# SOLVED Dolphin sftp - "Unable to request the SFTP subsystem"

## gkmac

All of a sudden I can no longer browse files on my server and MythTV box using KDE Dolphin's sftp kioslave.

For the longest time I could type (as an example) "sftp://servername.domain" and after a password prompt have it connect. Now all I get is a red banner at the top saying "Unable to request the SFTP subsystem. Make sure SFTP is enabled on the server."

Except that SFTP is enabled on my server. I think, since typing sftp servername.domain on the command line lets me in successfully.

Any ideas?

----------

## 666threesixes666

id further test.  id test ssh between the two machines.  then loop back ssh tests on local machines. to start tracking down the problem.  id look to see if you can roll back your dolphin in versions to where it works if everything on the ssh end is working.

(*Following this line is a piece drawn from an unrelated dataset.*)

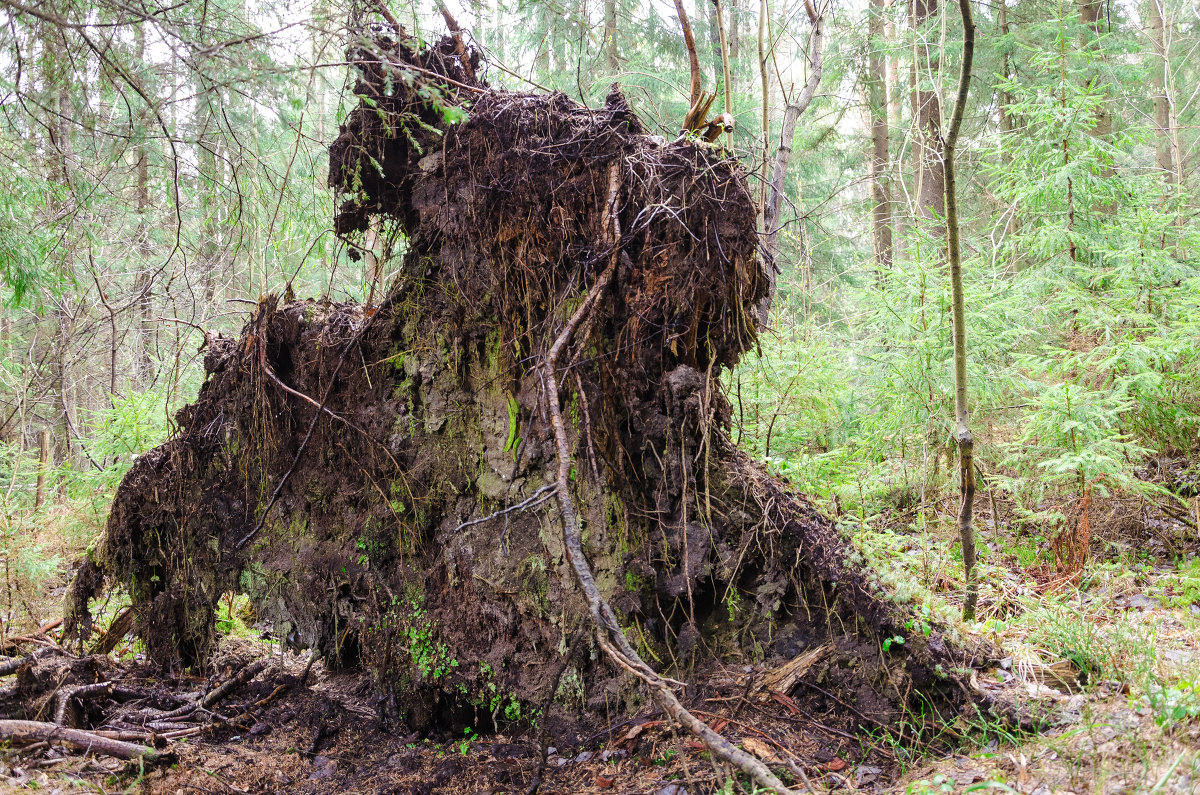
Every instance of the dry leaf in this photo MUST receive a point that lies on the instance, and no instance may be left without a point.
(765, 752)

https://wiki.gentoo.org/wiki/Troubleshooting

----------

## Voltago

Seeing the same behavior here... As a workaround, you can just use the 'fish' protocol instead.

----------

## 666threesixes666

the internet says gftp is also an acceptable alternative.  i guess i should put up a note on using ssh keys working for sftp logins.

for me its domainname.com port blank user password blank (because of ssh keys) and ssh protocol and enter and connected with gftp.

----------

## ivan2k

I have the same problem with dolphin, but it's not a dolphin bug because even xbmc can't connect to sftp server. Fish protocol work.

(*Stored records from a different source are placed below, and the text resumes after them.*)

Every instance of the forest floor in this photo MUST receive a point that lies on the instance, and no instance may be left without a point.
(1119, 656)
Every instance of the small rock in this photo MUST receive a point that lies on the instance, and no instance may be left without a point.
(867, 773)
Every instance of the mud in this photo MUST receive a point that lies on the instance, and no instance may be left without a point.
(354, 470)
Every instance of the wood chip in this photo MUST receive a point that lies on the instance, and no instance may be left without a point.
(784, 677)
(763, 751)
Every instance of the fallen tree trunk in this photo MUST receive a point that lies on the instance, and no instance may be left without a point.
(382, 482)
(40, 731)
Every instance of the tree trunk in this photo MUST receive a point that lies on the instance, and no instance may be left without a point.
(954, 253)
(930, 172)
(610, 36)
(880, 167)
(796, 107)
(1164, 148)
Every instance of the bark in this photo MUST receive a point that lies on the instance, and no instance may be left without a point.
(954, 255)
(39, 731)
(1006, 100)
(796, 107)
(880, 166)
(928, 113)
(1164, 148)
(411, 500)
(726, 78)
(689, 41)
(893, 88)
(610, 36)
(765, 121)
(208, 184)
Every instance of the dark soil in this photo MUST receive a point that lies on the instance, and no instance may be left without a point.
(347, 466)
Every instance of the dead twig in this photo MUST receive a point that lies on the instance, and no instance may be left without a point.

This happen after upgrade openssh from 5.9 to 6 on the server.

Anyone know if there is some changes on openssh 6 ?

----------

## Chris W

I have this issue with KDE 4.11.5.   This appears to be a libssh (used by KDE) and OpenSSH server version mismatch issue.

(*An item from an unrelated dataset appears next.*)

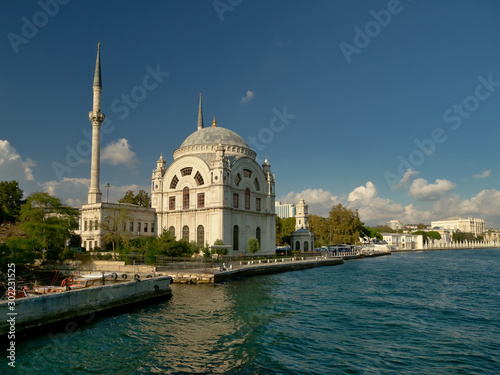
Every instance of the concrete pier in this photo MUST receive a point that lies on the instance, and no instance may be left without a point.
(38, 311)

I have two servers.  With Dolphin and sftp: URL I can access the server running OpenSSH 5.9 but get the "Unable to request the SFTP subsystem. Make sure SFTP is enabled on the server" message accessing the server running OpenSSH 6.4.   I can access either machine from the command line using OpenSSH 6.4's sftp client.  My client is running libssh 0.55, the latest stable at time of writing.

Updating to the unstable libssh 0.6.0 changes the error to:

 *Quote:*   

> The host key for this server was not found, but another type of key exists.
> 
> An attacker might change the default server key to confuse your client into thinking the key does not exist.
> 
> Please contact your system administrator.
> ...

 

for both servers.  Neither host key has changed as far as the command line tools are concerned.

----------

## Chris W

Upgrading to net-libs/libssh-0.6.3 (unstable at time of writing) on the KDE machine fixed the interoperability problem with OpenSSH 6.4

----------

## gkmac

net-libs/libssh-0.6.3 indeed went stable a couple of weeks ago.

But sftp:// is still not working for me. Now I get "Error. Out of memory. Could not set a timeout."

"free -m" shows that I have three gigabytes of memory free, so somehow the "out of memory" part of the message is a bit of a lie...

----------

## TomWij

 *gkmac wrote:*   

> net-libs/libssh-0.6.3 indeed went stable a couple of weeks ago.
> 
> But sftp:// is still not working for me. Now I get "Error. Out of memory. Could not set a timeout."
> 
> "free -m" shows that I have three gigabytes of memory free, so somehow the "out of memory" part of the message is a bit of a lie...

 

Can you file this bug at Gentoo Bugzilla? Read here how to write a bug report, for more in-depth details and troubleshooting steps you can read our Bugzilla HOWTO.

----------

## gkmac

Hmmm... just tried sftp again for the first time in a few days, and it seems to be working fully again.

Dunno what changed it from not-working to working, nevertheless I'll mark this SOLVED.

----------